- А-а! - с ядовитой веселостью сказал он. - Серафим Кузнецов, кладовщик, вымогатель, пьяница, самоубийца и сукин сын!..
Серафим испугался такой характеристики и подумал, что ему точно несдобровать. Старик продолжал:
- Твое счастье, что ваш брат у нас на особом счету. Другие за непогашенный окурок питаются рублеными гвоздями, а вам, подлецам, велено давать льготу. Разве это справедливо?!
- Никак нет, - ответил по-военному Серафим.
- Вот и я говорю, что несправедливо, ведь он же, говорю, самоубийца и сукин сын, а мне говорят: "Мы еще удивляемся, что у них некоторая часть населения помирает своею смертью". Одним словом, ты сразу назначаешься серафимом, такое тебе вышло награждение за грехи.
- Да я, честно говоря, и так Серафим.
- Темнота!.. Это у нас есть такое звание - серафим.
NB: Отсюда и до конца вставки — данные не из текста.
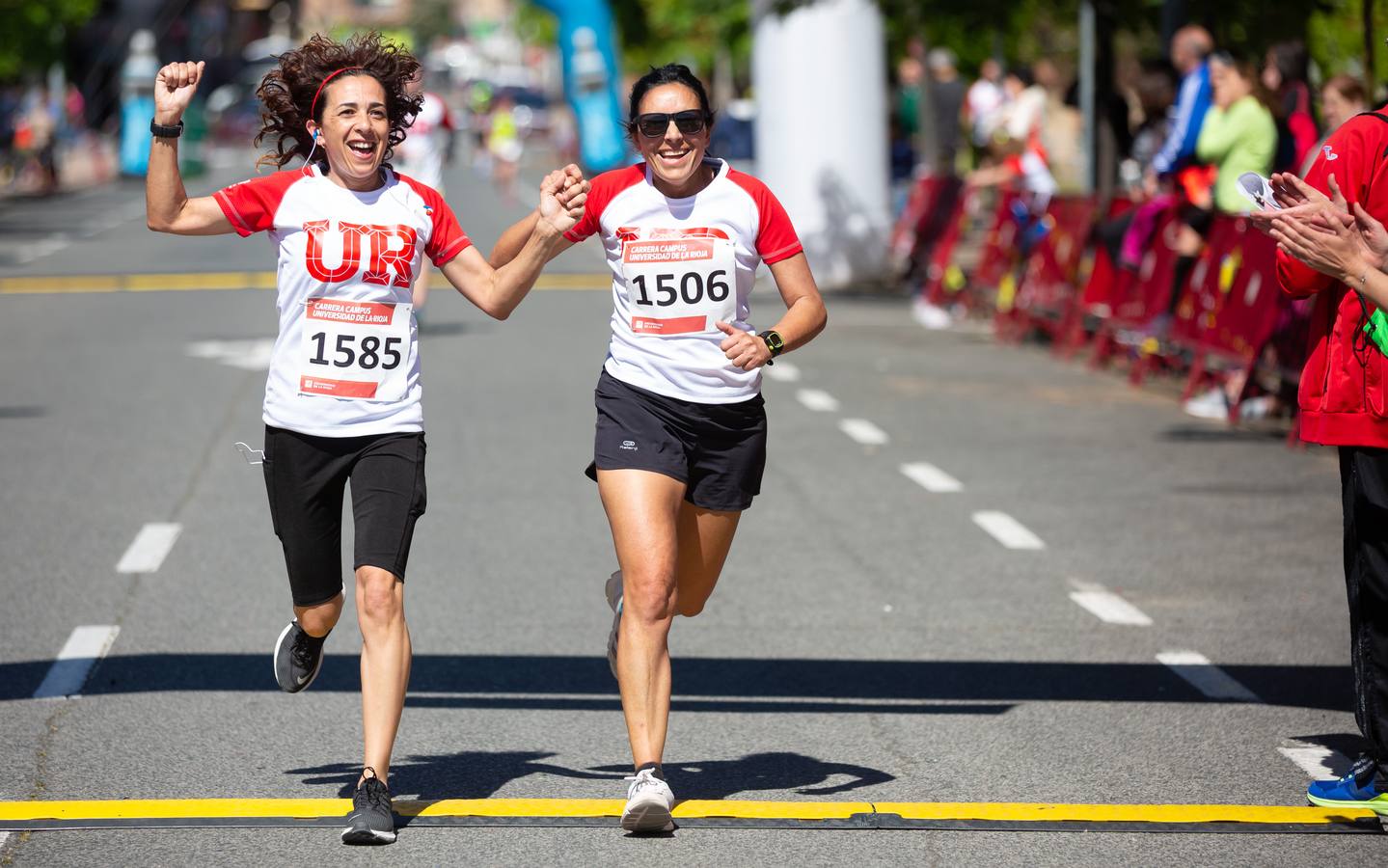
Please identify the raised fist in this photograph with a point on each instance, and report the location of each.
(174, 89)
Сначала идут архангелы, потом ангелы шести степеней, сила, власть, подобие и так дальше, а потом уже идут херувимы и серафимы, - теперь понятно?
- Чего уж тут не понять...
- А по должности ты у нас будешь опять же кладовщиком.
- Неужели у вас склады?!
- В общем, имеется кое-какой инвентарь, без этого никуда.
- Ну что вам на это сказать, дедушка...
- Какой я тебе дедушка?!
- Виноват... Ну что вам на это сказать: опять начинается та же самая дребедень. Я думал, что загробная жизнь - это что-нибудь необыкновенное, возвышенное, непостижимое для ума, а выходит опять двадцать пять: склады!
- Вот и получается, что ты темнота и есть! Ну как же не возвышенное, если у нас все как в жизни, только наоборот?! Скажем, в жизни власть имущие вращают судьбами людскими, а у нас они нужники чистят с утра до вечера - это как?
- Господи, Твоя воля: неужели у вас и нужники есть?
- Нету, конечно, это я так... для слога, чтобы ты понял, что тут у нас все происходит на возвышенный манер, то есть наоборот. Например, в прямой жизни ты развивался от зародыша до самоубийства, а в загробной жизни стоп машина, так ты и будешь серафимом до самого Страшного суда, пока твое дело не отправят на пересмотр.
- И долго придется ждать?
- Это знает один Хозяин.
- Ну что вам сказать, дедушка...
- Какой я тебе дедушка?!
- Виноват... Ну что вам на это сказать: что-то мне не нравится такая раскладка сил. Опять, е-мое, складское дело, еще чего доброго пожалует сюда фельдшер Егоров, прохвост такой, которого я и на Земле-то терпеть не мог, журнала "Наука и жизнь" у вас поди не достать, при вашем инвентаре мне прозябать неизвестно сколько, и вообще какая-то намечается безысходность, ну не лежит у меня душа к этому загробному существованию, вот и все!..
- Не канючь, Фима, - сказал старик. - Вот тебе ключи, иди принимай дела.
Серафим тяжело вздохнул, неохотно принял связку старинных ключей и посмотрел в ту сторону, откуда он давеча появился, причем в глазах его образовалось нечто опасно-беспокойное, нечто такое, что было в его глазах, когда он наткнулся на веревку для сушки белья, и тут Серафима обуяла больная грусть. Где-то там, далеко-далеко в непроглядной мгле, бытовало восточное полушарие, Средиземное море... ну и так далее, вплоть до зоотехника Иванова, который, может быть, еще размышлял о том, возвращаться ли ему на день рождения похмеляться или идти домой.
Вероятно, Домна Васильевна обладала некоторыми телепатическими способностями, ибо в те минуты, когда впоследствии на ее Серафима нападала больная грусть, со старухой делался род припадка и она разговаривала с покойником, как с живым. Выйдет за калитку, сядет на скамеечку, сдвинется в одну сторону и, поворотясь в другую, беседует с пустотой. Солнце садится, на деревню опускается умиротворение и покой, даже собаки не брешут и живность прикорнула по курятникам да сараям, веет вечерний ветерок, ласково пахучий, как новорожденные, а Домна Васильевна сидит на скамеечке и беседует с пустотой...
- Ну вот, значит, сынок: фельдшер Егоров опять у нас покрал примерно четыре охапки дров.
Серафим ей в ответ:
- Хрен с ними, мамаша, еще наколешь.